Paradoxo dois: A revolução sexual era suposto libertar
as mulheres. Mas, ao mesmo tempo, tem-se tornado mais difícil para elas
conseguir aquilo que a maioria das mulheres diz querer: casamento e família.
Não estou a ser tendenciosa. Mulheres de todos os
espectros políticos concordam que o casamento, ou a união para a vida, se tornou
mais difícil do que outrora fora. Essa é uma razão pela qual temos actualmente
barrigas de aluguer e congelamento de ovos – no caso do congelamento, com o
apoio entusiástico do mundo empresarial. O objectvo destas inovações – para
além dos lucros de um carreirismo ininterrupto – é estender o horizonte da
fertilidade natural, para que as mulheres estejam mais livres para permanecer no
local de trabalho e para encontrar marido e formar família. A suposta ideia –
tal como a ideia por detrás da contracepção livre e do aborto a pedido – é de
dar mais poder às mulheres, dar-lhes controlo.

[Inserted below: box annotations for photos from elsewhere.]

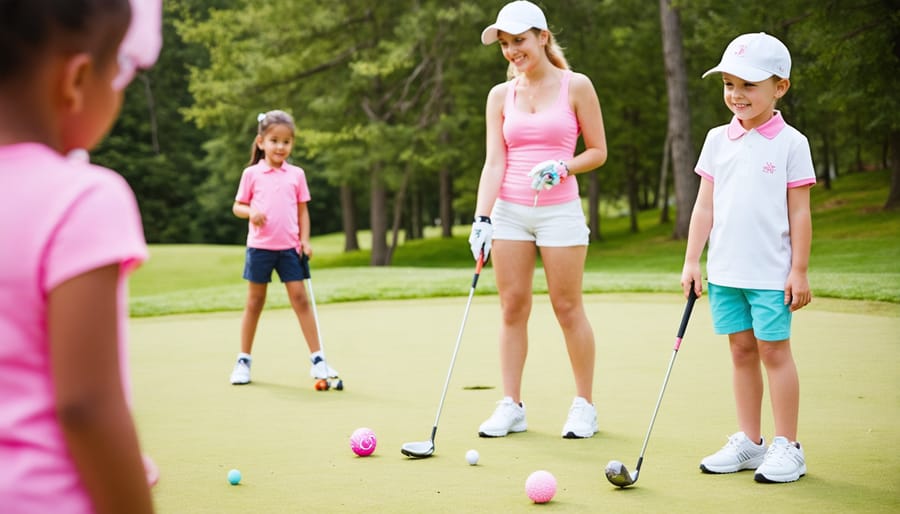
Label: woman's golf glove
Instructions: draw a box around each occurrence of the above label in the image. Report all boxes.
[528,161,569,191]
[469,216,494,262]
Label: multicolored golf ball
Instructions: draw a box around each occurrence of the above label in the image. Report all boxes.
[350,427,378,457]
[525,470,556,503]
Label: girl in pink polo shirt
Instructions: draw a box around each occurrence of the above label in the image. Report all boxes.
[231,111,337,385]
[0,0,161,514]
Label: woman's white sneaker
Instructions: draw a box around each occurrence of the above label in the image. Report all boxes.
[478,396,528,437]
[700,432,766,473]
[753,436,806,483]
[562,396,597,439]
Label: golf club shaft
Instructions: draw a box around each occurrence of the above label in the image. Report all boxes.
[300,254,328,374]
[634,286,697,477]
[431,257,484,436]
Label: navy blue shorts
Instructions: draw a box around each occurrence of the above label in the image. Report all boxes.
[244,248,309,284]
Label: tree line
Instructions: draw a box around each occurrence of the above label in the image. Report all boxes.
[93,0,900,265]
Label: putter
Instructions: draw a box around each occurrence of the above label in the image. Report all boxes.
[400,257,484,459]
[300,253,344,391]
[606,284,697,487]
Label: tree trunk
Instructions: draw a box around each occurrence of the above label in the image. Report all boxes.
[656,134,672,223]
[386,163,412,266]
[369,163,388,266]
[884,129,900,209]
[341,184,359,252]
[438,167,456,237]
[659,0,699,239]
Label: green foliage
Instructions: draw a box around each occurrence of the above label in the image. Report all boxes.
[131,166,900,316]
[93,0,900,246]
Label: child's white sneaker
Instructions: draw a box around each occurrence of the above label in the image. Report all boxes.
[700,432,766,473]
[562,396,597,439]
[478,396,528,437]
[231,354,252,385]
[309,352,338,378]
[753,436,806,483]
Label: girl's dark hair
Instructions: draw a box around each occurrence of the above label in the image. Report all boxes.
[0,0,131,80]
[248,109,297,166]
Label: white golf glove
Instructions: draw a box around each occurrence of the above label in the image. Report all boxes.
[469,216,494,263]
[528,161,569,191]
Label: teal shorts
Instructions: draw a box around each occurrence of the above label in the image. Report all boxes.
[709,283,791,341]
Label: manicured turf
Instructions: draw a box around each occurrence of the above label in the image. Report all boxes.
[131,294,900,514]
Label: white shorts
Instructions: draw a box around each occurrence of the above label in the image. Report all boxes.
[491,198,591,247]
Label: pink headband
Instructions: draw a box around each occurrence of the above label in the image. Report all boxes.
[112,0,162,91]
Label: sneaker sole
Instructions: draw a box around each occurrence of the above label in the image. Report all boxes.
[478,425,528,438]
[700,460,762,475]
[563,432,597,439]
[753,466,806,484]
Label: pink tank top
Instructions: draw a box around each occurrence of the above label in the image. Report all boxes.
[499,70,581,206]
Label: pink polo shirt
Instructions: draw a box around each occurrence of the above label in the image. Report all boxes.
[234,159,310,250]
[0,143,147,514]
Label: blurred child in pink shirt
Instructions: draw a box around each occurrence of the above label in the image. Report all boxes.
[231,110,337,385]
[0,0,161,514]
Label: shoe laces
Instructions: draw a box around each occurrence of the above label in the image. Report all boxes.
[494,398,522,417]
[765,442,797,463]
[722,433,753,451]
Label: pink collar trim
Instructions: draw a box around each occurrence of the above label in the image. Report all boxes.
[253,159,287,173]
[728,111,786,141]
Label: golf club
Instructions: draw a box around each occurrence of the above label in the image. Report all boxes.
[400,256,484,459]
[606,284,697,487]
[300,252,344,391]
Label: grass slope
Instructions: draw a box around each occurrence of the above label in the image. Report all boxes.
[131,171,900,316]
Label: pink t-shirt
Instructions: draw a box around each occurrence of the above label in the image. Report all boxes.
[234,159,310,250]
[499,70,581,207]
[0,143,147,514]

Mas paradoxalmente, muitas mulheres dão por si com
menos capacidade de casar, permanecer casadas e constituir família – tudo
coisas que a vasta maioria das mulheres continua a descrever como seus
principais objectivos. As redes sociais e a imprensa fazem eco desta
preocupação com manchetes como “Oito razões pelas quais as nova-iorquinas não
conseguem arranjar marido” (New York Post); ou “Porque as licenciadas não
encontram amor” (The Daily Beast); ou muitas outras histórias que se preocupam
com as mulheres de hoje e a questão do casamento.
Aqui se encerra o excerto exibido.